In the energy division, Mineral Resources advanced its Perth Basin exploration with well testing and suspension of Moriary-2 and ongoing certification processes. The Lockyer-6 well reached 4,456 metres depth and completed a four-day flow test, with analysis underway. Drilling commenced on the Dandaragan Deep-1 well as part of the MinRes-Hancock joint venture. Preparations for a seismic survey in the Carnarvon Basin are scheduled for Q4 FY25, signaling continued commitment to expanding the company’s energy portfolio.

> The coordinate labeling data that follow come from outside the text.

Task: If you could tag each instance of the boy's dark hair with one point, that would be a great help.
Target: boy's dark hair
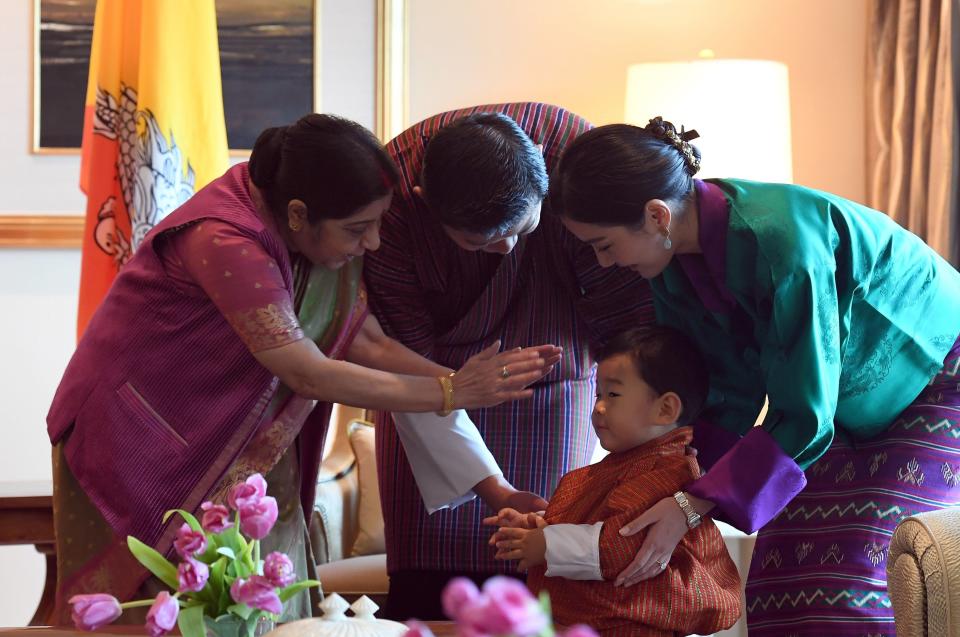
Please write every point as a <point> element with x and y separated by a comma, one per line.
<point>481,173</point>
<point>667,361</point>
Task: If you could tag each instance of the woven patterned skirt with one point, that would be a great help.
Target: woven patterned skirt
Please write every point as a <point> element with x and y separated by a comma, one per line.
<point>819,568</point>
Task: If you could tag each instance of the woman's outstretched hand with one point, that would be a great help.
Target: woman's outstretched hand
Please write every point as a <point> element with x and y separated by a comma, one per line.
<point>490,378</point>
<point>666,525</point>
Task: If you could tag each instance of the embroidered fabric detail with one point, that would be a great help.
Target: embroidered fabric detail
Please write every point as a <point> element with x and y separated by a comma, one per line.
<point>266,327</point>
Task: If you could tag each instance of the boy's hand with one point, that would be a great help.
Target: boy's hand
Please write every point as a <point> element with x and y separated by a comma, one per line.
<point>527,545</point>
<point>514,519</point>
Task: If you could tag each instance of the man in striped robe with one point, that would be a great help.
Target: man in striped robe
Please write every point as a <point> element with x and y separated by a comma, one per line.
<point>465,259</point>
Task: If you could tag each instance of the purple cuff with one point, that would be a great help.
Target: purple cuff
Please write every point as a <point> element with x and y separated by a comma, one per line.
<point>711,442</point>
<point>751,483</point>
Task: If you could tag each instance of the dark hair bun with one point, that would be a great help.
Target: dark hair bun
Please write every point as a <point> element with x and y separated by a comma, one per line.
<point>667,132</point>
<point>265,158</point>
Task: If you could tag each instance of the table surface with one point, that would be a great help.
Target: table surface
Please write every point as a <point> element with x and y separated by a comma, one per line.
<point>440,629</point>
<point>26,493</point>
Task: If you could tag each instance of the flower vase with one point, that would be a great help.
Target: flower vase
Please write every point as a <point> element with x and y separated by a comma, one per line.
<point>231,625</point>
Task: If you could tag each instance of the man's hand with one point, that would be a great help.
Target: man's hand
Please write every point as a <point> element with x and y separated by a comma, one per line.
<point>527,545</point>
<point>499,494</point>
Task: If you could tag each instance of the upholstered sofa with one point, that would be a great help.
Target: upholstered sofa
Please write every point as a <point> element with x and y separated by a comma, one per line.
<point>923,574</point>
<point>347,524</point>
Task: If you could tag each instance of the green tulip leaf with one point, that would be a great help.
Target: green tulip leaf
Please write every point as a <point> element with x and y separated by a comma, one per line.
<point>191,623</point>
<point>226,550</point>
<point>154,562</point>
<point>241,610</point>
<point>191,520</point>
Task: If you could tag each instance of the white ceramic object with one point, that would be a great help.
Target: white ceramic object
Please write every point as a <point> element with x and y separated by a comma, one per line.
<point>335,622</point>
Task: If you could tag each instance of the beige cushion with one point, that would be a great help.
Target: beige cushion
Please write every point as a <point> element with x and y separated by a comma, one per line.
<point>923,574</point>
<point>364,575</point>
<point>370,540</point>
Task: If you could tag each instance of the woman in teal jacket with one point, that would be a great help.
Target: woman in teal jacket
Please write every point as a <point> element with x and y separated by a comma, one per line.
<point>843,320</point>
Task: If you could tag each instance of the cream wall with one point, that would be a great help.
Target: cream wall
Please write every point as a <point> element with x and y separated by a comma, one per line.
<point>575,53</point>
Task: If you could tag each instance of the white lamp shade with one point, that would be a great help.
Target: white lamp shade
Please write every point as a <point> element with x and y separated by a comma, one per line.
<point>741,108</point>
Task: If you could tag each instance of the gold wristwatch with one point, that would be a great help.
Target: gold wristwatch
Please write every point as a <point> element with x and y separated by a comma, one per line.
<point>693,518</point>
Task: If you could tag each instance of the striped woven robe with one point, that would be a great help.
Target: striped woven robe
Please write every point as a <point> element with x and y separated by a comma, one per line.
<point>447,304</point>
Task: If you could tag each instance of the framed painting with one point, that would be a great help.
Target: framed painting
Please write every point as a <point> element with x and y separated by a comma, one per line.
<point>268,61</point>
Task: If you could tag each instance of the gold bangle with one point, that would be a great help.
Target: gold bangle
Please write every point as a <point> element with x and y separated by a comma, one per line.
<point>446,384</point>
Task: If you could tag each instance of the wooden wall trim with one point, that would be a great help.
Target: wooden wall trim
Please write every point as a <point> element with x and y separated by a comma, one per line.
<point>41,231</point>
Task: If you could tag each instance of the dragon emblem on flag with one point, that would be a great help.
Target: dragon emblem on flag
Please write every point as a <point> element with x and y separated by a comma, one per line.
<point>149,168</point>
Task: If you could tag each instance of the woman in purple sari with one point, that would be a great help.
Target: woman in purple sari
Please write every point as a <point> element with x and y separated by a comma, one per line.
<point>221,345</point>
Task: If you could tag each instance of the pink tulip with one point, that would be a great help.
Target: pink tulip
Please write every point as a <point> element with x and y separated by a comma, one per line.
<point>256,592</point>
<point>162,616</point>
<point>257,518</point>
<point>193,575</point>
<point>506,607</point>
<point>216,518</point>
<point>91,612</point>
<point>417,629</point>
<point>459,593</point>
<point>246,492</point>
<point>279,569</point>
<point>189,542</point>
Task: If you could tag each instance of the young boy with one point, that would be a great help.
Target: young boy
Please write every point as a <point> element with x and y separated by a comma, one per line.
<point>650,383</point>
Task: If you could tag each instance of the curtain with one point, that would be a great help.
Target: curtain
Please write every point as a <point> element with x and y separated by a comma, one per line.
<point>912,118</point>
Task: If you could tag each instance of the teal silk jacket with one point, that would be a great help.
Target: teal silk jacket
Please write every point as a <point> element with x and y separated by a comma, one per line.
<point>837,313</point>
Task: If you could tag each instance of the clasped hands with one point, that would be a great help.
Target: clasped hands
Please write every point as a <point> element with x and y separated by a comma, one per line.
<point>520,536</point>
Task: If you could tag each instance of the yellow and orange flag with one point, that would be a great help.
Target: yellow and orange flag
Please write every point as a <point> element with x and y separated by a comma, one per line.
<point>153,128</point>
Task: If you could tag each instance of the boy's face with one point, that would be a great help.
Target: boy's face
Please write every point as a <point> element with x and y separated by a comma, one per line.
<point>629,412</point>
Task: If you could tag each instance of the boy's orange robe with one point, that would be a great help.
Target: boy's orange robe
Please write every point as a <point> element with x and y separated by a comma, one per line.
<point>699,592</point>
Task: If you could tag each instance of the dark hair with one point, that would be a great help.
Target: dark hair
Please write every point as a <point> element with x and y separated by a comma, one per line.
<point>667,361</point>
<point>333,165</point>
<point>481,173</point>
<point>608,174</point>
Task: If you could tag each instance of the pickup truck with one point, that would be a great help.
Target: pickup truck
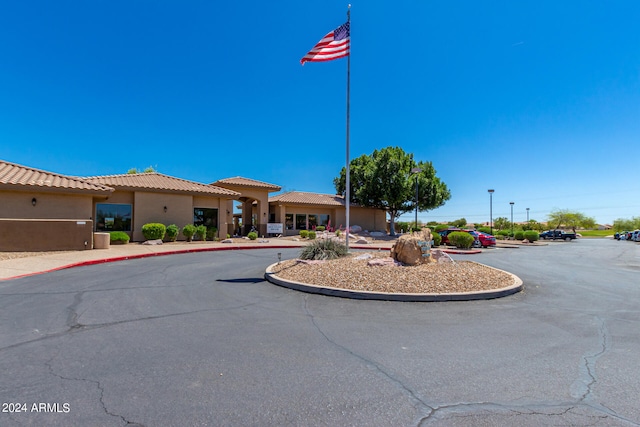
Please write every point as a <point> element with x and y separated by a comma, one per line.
<point>557,235</point>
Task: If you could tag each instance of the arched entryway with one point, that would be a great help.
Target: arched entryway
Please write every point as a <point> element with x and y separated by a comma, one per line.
<point>251,209</point>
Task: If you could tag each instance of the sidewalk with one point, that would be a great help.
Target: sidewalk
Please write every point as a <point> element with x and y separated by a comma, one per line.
<point>52,261</point>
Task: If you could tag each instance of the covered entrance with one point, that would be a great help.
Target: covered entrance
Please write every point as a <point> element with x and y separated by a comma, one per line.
<point>253,206</point>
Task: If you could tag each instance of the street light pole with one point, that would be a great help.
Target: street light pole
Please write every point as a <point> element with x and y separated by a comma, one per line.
<point>416,171</point>
<point>511,203</point>
<point>491,209</point>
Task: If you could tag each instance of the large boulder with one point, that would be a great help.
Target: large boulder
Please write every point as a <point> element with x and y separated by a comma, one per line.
<point>413,249</point>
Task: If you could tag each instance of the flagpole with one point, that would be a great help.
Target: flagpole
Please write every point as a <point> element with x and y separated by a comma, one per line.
<point>347,200</point>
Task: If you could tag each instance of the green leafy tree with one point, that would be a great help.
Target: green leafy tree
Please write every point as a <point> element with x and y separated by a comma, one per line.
<point>384,180</point>
<point>460,223</point>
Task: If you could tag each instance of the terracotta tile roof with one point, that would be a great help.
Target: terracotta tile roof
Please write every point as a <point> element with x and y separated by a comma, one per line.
<point>17,177</point>
<point>303,198</point>
<point>239,181</point>
<point>154,181</point>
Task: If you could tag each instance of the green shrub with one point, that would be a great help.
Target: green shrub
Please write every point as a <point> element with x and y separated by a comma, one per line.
<point>212,233</point>
<point>153,231</point>
<point>324,249</point>
<point>461,239</point>
<point>437,239</point>
<point>172,233</point>
<point>201,232</point>
<point>402,226</point>
<point>189,230</point>
<point>118,237</point>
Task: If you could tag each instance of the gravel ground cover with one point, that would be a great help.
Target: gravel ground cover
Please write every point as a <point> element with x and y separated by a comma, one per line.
<point>433,278</point>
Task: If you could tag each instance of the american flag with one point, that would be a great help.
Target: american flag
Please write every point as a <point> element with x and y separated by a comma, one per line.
<point>332,46</point>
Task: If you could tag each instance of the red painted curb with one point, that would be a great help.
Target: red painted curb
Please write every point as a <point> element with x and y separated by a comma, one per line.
<point>185,251</point>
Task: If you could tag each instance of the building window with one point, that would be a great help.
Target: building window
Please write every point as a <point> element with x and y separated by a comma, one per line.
<point>301,221</point>
<point>313,221</point>
<point>205,216</point>
<point>113,217</point>
<point>324,219</point>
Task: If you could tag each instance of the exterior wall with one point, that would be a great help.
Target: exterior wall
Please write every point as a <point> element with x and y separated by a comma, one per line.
<point>149,207</point>
<point>215,203</point>
<point>368,219</point>
<point>45,235</point>
<point>49,205</point>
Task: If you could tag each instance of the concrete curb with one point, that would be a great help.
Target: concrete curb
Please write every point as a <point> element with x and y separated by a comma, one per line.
<point>404,297</point>
<point>193,250</point>
<point>145,255</point>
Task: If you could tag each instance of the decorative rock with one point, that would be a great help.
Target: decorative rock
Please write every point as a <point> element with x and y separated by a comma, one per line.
<point>408,249</point>
<point>153,242</point>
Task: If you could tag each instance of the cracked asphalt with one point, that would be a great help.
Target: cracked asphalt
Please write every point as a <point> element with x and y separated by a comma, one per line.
<point>201,339</point>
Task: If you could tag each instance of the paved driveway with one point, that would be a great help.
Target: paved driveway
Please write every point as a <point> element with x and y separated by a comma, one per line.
<point>200,339</point>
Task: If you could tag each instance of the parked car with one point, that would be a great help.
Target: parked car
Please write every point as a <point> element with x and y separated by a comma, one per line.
<point>486,240</point>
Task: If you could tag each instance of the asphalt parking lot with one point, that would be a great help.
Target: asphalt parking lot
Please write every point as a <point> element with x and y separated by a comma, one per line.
<point>201,340</point>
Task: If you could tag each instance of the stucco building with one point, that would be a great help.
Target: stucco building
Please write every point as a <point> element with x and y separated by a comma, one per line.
<point>42,210</point>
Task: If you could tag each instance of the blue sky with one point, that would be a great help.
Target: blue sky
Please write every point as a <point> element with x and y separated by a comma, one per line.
<point>539,101</point>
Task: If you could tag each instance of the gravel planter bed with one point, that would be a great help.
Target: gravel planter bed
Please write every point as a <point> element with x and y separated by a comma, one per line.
<point>434,278</point>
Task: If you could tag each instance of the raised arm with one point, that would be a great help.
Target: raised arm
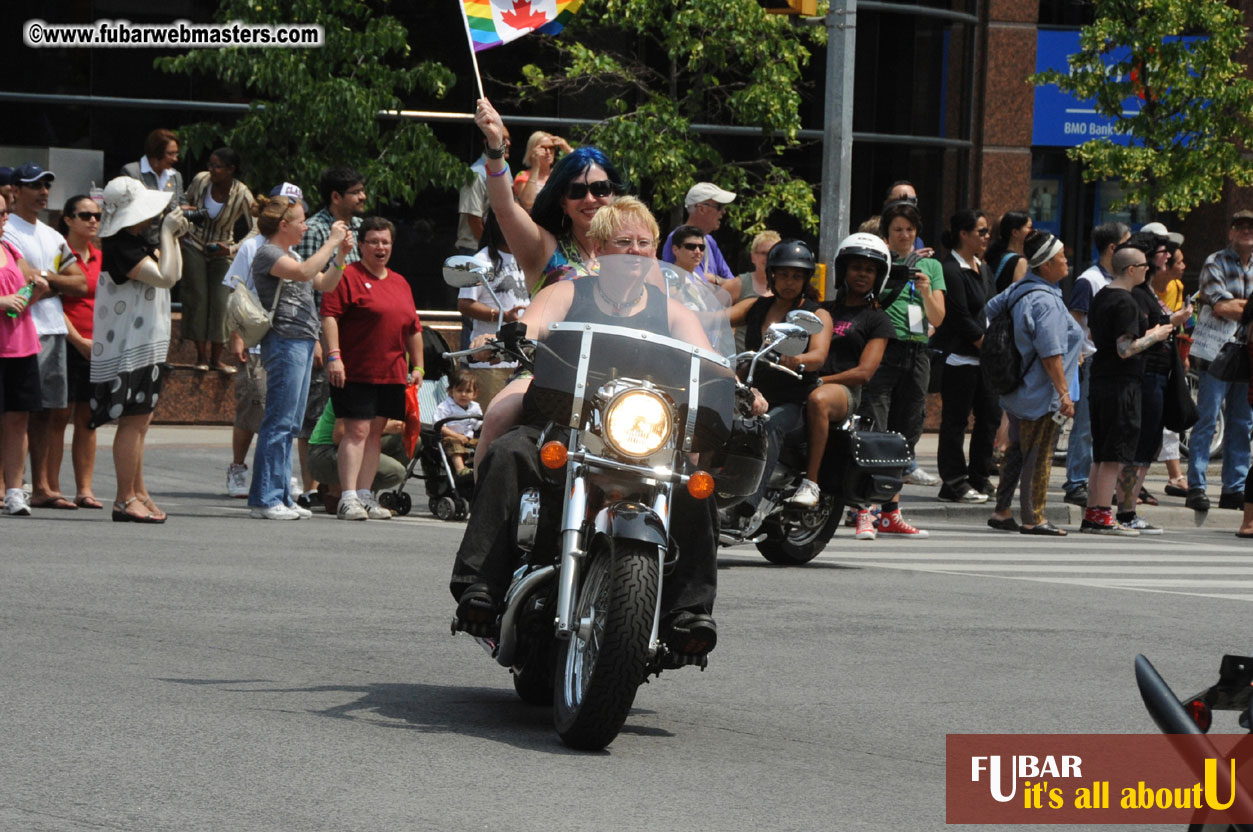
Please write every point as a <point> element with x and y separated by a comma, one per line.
<point>530,244</point>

Operational Challenges and Legal Matters

The quarter was marked by operational challenges including haulage speed restrictions on the Onslow Iron haul road due to roadworks and a road train incident that temporarily paused haulage. These constraints impacted shipments but are expected to ease following the haul road upgrade. Additionally, Mineral Resources has initiated legal proceedings against the Pilbara Port Authority over newly imposed transhipping levies at the Port of Ashburton, which the company disputes as invalid. The outcome of this dispute could have implications for port operating costs going forward.

Outlook and Strategic Focus

Looking ahead, Mineral Resources is focused on completing the haul road upgrade to unlock full operational capacity at Onslow Iron, ramping up shipments in the June quarter, and maintaining cost discipline across its lithium operations. The company’s strong liquidity and capital structure provide flexibility to navigate market conditions and invest in growth. The ongoing board renewal process and resolution of the port levy dispute will be key developments to watch as the company advances its strategic objectives.

Bottom Line?

Mineral Resources is poised for operational scale-up and governance renewal, but haulage constraints and legal disputes warrant close investor attention.

Questions in the middle?

  • How will the new Board Chair influence strategic direction and potential further board changes?
  • What is the potential financial impact and timeline for resolution of the Pilbara Port Authority levy dispute?
  • How quickly can Onslow Iron ramp to full 35Mtpa capacity post haul road upgrade and what risks remain?